Disease occurs at the molecular, cellular, and tissue levels. However, current biomaterials designed to treat those diseases do not interact at all of those scales. To that end, we have undertaken studies of “colloid-modulated biological architectures”, which dramatically alter our approach to biomaterials design by interfacing with biology over the entire physiologic range of length, energy, and time-scales.

This talk will focus on illustrations of this concept using hydrogel microparticles (microgels) as the colloidal component, which are then embedded within a biological matrix (fibrin). From this simple construct have emerged complex phenomena such as the platelet-like clot contraction enabled by fibrin binding (H6) microgels (Figure 1). These and other advantageous properties of our “synthetic platelets” offer a potential route to the next generation of hemostatic agents for applications in trauma medicine.

Figure 1

Figure 1

(Left) Fibrin clots after exposure to platelet poor plasma (PPP), H6 (fibrin-binding) microgels, or S11 (non-binding) microgels. (Right) Confocal microscopy images of (top) fibrin clot and (bottom) fibrin formed in the presence of H6-microgels.

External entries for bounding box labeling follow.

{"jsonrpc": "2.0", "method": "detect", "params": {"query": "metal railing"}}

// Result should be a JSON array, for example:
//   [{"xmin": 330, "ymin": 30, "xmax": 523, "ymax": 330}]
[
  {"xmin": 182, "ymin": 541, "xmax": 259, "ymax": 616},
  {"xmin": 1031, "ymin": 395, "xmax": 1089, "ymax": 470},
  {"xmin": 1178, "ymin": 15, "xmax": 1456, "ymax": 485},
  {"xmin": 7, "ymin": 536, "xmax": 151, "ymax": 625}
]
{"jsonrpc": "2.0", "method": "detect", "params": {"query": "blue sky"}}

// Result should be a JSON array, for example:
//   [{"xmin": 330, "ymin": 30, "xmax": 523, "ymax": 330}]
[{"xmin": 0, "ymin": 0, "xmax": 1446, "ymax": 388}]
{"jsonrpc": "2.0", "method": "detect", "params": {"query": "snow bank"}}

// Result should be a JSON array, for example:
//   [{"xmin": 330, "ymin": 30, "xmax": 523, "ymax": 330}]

We will also discuss the development of microgel-fibrin composites wherein the microgel component provides a means to dramatically alter the cell-level viscoelastic properties of the matrix, thereby guiding cell movement and proliferation. Such architectures are potentially important in wound healing and tissue scaffold applications.


Jeff Johnson, Vanderbilt University, "Reagent and Reaction Development in the Service of Complex Target Synthesis: Chiral Proton Catalysis, Umpolung Amide Synthesis, and Case Studies in Therapeutic Development"

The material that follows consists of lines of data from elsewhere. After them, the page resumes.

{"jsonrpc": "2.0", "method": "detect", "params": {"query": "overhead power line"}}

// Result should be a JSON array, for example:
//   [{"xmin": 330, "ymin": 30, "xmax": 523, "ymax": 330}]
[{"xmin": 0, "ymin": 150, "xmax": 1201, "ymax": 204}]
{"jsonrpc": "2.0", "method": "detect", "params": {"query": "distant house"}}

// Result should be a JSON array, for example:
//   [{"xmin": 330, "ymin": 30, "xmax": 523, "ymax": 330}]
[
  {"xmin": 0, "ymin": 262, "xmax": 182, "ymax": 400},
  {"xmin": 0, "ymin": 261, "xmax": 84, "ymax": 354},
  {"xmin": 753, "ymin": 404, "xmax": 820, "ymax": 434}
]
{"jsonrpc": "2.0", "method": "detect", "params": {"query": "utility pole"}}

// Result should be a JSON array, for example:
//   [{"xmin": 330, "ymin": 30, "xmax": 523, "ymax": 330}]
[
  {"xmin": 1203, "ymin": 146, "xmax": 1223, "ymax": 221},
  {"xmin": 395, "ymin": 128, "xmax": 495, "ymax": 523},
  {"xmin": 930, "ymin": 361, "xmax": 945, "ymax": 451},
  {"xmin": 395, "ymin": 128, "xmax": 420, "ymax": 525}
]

Our discovery that chiral nonracemic Bis(AMidine) – ‘BAM’ – ligands can be effective modifiers of achiral Brønsted acids such as triflic acid became the basis for a general approach to fully stereocontrolled aza‐Henry reactions. These reagents are bifunctional catalysts that rely on the basic principles of Brønsted acid (hydrogen bond) and base activation much like biological catalysts. Our latest findings in bifunctional Brønsted acid/Brønsted base catalyst design and development, reaction exploration, and target acquisition using these tools will be described. Our work to leverage chiral proton catalysis against the goal of fully enantioselective and efficient peptide synthesis via Umpolung Amide Synthesis (UmAS) will be introduced.


Chris Scarborough, Emory University, "Selective Oxidation with Earth-Abundant Elements"

The manufacture of commodity chemicals from hydrocarbon feedstocks is often wasteful and expensive. Such wasteful, multi-step synthetic routes are adopted because direct hydrocarbon oxidation protocols generally suffer from over-oxidation of the desired product, because the functionalized product is more kinetically susceptible to oxidation than its parent hydrocarbon. The development of highly selective catalysts for hydrocarbon oxidation could transform the chemical industry, but product susceptibility to oxidation remains a difficult challenge to address. To further complicate things, the elements that often show the most promise for selective oxidation catalysis (e.g. palladium and platinum) are among the scarcest in the earth’s upper crust. Research in the Scarborough lab that focuses on the development of selective oxidation catalysts derived from earth-abundant metals for C–H oxidation reactions will be described, with an emphasis on the design, synthesis, and application of new catalysts from our laboratory.